"Sharpen your chisel before working the wood. Monitor tool effectiveness before trusting results."
Rank: #10 - META-FEEDBACK PRINCIPLE
The Core Insight
Before using tools to do work, verify the tools themselves are working effectively. This is semantic system hygiene - analogous to "sharpen your chisel before woodworking" or "calibrate your instruments before measuring."
The Pattern:
Before using Beth → Check: Is Beth index healthy?
Before using reveal → Check: Does reveal work on target files?
Before using search → Check: Are search results relevant?
Before deploying agents → Check: Are their tools functioning?
Why This Matters:
- Bad tools produce bad work (garbage in → garbage out)
- Tool degradation is invisible without monitoring
- Early detection prevents cascading failures
- Feedback loops require working sensors
The Problem: Invisible Tool Degradation
Scenario 1: Beth Index Corruption
# User: "Find deployment docs"
tia beth explore "deployment"
# Returns: 0 results
# Without monitoring, you assume:
❌ "No deployment docs exist" (wrong conclusion)
# With monitoring, you discover:
✅ "Beth index is stale/corrupted" (root cause)
Scenario 2: Search Indexing Lag
# User just created: docs/NEW_FEATURE.md
tia search all "NEW_FEATURE"
# Returns: 0 results
# Without monitoring:
❌ "File doesn't exist?" (confusion)
# With monitoring:
✅ "Search index hasn't rebuilt yet" (understanding)
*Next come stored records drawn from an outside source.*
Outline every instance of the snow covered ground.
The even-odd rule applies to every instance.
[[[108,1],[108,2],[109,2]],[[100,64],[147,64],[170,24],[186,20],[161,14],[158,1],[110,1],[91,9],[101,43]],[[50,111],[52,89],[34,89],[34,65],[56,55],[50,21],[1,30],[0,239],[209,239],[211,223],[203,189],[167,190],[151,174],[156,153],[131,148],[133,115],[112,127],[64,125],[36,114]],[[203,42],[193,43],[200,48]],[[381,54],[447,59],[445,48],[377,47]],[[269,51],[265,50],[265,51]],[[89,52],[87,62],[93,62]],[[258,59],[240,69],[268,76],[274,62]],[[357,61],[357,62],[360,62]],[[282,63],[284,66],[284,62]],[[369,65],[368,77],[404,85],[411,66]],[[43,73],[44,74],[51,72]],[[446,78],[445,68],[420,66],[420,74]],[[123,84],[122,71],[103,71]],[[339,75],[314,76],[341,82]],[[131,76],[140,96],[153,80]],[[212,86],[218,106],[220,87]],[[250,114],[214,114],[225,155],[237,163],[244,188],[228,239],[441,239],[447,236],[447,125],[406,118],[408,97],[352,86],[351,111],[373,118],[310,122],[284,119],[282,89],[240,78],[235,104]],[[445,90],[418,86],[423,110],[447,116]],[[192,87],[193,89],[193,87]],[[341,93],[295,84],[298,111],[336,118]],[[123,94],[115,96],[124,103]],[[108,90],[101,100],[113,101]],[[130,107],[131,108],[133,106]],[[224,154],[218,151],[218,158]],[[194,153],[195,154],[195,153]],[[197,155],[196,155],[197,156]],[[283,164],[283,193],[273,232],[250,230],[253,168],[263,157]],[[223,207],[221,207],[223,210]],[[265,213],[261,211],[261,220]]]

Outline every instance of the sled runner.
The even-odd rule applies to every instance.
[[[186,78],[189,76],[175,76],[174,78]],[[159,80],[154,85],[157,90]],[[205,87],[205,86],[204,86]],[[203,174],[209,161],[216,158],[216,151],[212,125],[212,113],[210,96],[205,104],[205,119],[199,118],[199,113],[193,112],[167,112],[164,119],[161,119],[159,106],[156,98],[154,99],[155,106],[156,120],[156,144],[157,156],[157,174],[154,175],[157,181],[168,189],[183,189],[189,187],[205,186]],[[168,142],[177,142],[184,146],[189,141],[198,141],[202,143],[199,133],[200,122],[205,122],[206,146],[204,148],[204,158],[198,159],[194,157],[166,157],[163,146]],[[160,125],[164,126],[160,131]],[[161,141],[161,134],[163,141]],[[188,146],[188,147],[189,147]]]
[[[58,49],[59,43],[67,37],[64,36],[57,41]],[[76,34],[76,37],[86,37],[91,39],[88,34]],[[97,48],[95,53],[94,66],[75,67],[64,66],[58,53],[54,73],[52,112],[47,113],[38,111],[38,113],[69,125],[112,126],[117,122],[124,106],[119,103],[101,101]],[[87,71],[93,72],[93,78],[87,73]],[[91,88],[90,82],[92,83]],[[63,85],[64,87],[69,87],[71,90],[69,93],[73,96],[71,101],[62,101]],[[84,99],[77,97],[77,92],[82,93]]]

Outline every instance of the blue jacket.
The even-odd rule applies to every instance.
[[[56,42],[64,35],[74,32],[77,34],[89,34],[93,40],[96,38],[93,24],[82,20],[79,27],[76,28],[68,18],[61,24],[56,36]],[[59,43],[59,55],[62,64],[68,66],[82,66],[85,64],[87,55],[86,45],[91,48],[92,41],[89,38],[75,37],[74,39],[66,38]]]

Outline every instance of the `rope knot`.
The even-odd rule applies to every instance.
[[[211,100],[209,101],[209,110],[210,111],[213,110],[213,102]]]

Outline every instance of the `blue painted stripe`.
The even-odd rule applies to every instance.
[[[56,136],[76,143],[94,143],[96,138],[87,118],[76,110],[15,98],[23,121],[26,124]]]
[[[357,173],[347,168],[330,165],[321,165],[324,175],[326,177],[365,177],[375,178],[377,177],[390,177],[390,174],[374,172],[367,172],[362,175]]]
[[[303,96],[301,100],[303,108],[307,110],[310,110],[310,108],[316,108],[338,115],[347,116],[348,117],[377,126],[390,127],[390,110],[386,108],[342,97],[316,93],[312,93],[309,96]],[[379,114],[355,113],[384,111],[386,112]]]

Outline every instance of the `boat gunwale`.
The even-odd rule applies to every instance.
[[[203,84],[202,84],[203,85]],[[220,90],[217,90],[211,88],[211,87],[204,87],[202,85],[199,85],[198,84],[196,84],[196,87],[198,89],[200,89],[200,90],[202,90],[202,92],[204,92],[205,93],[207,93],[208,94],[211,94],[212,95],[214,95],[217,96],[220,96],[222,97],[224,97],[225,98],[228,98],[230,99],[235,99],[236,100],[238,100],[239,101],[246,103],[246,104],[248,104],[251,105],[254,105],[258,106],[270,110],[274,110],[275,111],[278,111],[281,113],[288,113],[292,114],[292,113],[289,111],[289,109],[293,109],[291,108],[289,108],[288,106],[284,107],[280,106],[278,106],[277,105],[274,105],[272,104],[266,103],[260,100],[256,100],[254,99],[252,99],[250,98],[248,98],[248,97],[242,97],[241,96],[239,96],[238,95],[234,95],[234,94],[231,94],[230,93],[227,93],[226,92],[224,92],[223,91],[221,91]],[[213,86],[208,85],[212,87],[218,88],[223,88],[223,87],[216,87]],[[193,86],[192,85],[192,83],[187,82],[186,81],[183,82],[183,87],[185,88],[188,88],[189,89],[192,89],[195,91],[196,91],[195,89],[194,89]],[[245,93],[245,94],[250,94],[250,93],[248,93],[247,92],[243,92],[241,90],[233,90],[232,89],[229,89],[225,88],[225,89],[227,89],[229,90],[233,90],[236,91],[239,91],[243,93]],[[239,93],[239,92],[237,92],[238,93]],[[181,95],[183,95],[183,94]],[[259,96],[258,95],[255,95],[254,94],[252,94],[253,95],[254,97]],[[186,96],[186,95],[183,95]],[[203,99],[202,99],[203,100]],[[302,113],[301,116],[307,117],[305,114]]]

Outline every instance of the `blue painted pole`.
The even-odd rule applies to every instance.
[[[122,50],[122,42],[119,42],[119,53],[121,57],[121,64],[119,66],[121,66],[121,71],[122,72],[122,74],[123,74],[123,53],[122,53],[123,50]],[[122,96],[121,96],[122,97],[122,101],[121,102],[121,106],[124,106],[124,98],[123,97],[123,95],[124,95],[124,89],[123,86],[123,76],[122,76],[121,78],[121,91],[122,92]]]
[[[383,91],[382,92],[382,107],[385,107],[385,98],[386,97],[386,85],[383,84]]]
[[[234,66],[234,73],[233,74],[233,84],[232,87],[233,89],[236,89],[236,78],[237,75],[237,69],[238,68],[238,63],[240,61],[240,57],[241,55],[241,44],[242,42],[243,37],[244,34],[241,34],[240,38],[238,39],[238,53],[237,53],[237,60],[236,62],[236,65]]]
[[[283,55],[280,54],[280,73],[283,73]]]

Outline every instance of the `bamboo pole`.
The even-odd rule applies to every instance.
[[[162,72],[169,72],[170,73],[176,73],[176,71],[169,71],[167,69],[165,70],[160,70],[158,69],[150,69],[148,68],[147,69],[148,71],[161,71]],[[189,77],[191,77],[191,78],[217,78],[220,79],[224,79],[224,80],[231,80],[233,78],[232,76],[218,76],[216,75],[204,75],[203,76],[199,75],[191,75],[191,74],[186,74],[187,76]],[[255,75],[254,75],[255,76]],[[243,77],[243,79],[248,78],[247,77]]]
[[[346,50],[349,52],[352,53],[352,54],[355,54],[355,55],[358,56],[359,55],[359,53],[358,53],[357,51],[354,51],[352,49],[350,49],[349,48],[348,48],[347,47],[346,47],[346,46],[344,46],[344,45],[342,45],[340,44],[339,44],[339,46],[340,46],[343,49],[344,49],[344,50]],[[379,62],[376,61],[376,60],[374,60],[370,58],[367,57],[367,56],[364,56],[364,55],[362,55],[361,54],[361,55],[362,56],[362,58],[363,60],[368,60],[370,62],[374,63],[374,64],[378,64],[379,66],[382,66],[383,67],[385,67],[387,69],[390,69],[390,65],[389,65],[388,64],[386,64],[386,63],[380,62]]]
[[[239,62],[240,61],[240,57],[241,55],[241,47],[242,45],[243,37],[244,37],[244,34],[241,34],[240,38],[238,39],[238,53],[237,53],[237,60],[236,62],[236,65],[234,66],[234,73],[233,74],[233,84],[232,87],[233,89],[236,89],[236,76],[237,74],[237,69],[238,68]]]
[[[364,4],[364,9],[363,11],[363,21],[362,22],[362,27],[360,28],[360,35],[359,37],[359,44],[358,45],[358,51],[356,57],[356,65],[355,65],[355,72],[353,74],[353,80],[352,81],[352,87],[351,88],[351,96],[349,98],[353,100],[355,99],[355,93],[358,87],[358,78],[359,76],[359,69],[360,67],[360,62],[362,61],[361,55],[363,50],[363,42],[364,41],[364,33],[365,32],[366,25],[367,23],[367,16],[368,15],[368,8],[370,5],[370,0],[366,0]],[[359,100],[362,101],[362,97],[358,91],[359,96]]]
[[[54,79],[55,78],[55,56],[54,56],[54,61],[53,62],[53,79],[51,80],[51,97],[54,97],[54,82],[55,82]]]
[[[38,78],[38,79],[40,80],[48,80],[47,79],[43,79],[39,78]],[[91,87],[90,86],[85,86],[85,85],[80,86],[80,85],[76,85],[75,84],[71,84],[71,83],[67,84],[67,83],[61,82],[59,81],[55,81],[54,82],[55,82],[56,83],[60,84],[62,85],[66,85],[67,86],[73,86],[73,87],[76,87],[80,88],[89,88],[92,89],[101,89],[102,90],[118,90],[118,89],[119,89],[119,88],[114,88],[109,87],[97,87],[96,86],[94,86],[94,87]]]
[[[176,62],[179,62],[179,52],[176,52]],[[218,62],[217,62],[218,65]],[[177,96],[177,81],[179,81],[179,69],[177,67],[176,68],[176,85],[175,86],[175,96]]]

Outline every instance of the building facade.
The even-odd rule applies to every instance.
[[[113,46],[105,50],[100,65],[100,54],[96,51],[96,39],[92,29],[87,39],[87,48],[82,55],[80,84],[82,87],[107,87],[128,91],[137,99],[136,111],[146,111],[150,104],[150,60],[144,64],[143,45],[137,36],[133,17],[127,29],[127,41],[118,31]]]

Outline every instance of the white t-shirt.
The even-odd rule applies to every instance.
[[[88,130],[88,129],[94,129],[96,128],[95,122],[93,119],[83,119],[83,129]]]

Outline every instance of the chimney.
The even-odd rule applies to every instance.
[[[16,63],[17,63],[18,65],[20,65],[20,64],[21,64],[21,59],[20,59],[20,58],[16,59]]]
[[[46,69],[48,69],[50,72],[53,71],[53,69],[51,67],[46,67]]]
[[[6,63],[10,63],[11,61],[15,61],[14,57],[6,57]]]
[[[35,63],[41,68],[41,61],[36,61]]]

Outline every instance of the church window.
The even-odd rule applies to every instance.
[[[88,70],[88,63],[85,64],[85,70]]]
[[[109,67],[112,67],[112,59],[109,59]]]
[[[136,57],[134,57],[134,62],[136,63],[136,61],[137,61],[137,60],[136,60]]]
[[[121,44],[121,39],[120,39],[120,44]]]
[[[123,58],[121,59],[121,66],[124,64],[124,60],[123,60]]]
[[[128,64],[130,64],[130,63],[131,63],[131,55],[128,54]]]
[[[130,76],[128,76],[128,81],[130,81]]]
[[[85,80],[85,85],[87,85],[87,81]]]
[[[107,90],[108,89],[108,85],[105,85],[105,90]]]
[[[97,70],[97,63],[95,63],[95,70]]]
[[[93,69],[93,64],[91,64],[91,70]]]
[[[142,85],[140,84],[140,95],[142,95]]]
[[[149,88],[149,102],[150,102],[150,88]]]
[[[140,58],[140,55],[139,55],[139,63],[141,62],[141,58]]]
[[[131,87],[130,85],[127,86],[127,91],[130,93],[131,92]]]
Scenario 3: Reveal Version Mismatch
# CLAUDE.md has examples for reveal v0.15
# But system has reveal v0.9
# Without monitoring:
❌ Agent tries --check flag → command fails → confusion
# With monitoring:
✅ "reveal outdated, upgrade available" (actionable)
The Core Problem: Tool failures look like "no information exists" rather than "tool broken."
The Solution: Systematic Tool Monitoring
Level 1: Boot-Time Health Checks
Already Implemented in tia-boot:
## System Validation
✅ Tasks
✅ Search
✅ Domains
✅ AI
✅ Semantic
✅ Gemma
✅ Beth index healthy (14,459 files, 36,910 keywords)
✅ Beth
✅ Infrastructure
What This Catches:
- Beth index corruption
- Missing dependencies
- Service failures
- Configuration errors
Pattern: Every session starts with tool validation.
Level 2: Pre-Task Tool Verification
Before relying on a tool, verify it works for your specific use case.
Example 1: Beth Effectiveness Check
# BEFORE doing research on "authentication patterns"
# First, verify Beth can find known-good docs:
tia beth explore "SIL core principles"
# Expected: Should return SIL_CORE_PRINCIPLES.md (this doc!)
# If returns 0 results → Beth broken, fix before continuing
# If returns expected docs → Beth working, proceed with confidence
Example 2: Reveal Version Check
# BEFORE relying on reveal features
reveal --version
# Shows: reveal 0.9.0
# Check against CLAUDE.md expectations
# CLAUDE.md expects: reveal v0.15+ (for --check flag)
# Decision:
# - Upgrade reveal, OR
# - Don't use --check flag (not available)
Example 3: Search Relevance Check
# BEFORE complex search task
# Test search quality with known query:
tia search all "tia-boot"
# Expected: Should find bin/tia-boot
# If no results → search index broken
# If wrong results → search needs tuning
# If correct results → proceed
The Pattern:
Known Query (Calibration) → Verify Expected Result → Proceed or Fix
Level 3: Continuous Quality Monitoring
Track tool effectiveness over time.
Beth Health Metrics
# Regular health checks
tia beth health
# Reports:
# - Index size (files, keywords)
# - Last rebuild time
# - Coverage % (files indexed / files discovered)
# - Query success rate
# Example output:
Beth Health Report
==================
Index Size: 14,459 files, 36,910 keywords
Last Rebuild: 2 hours ago
Coverage: 98.7% (14,459 / 14,651 files)
Avg Query Time: 362ms
Success Rate: 87% (queries returning >0 results)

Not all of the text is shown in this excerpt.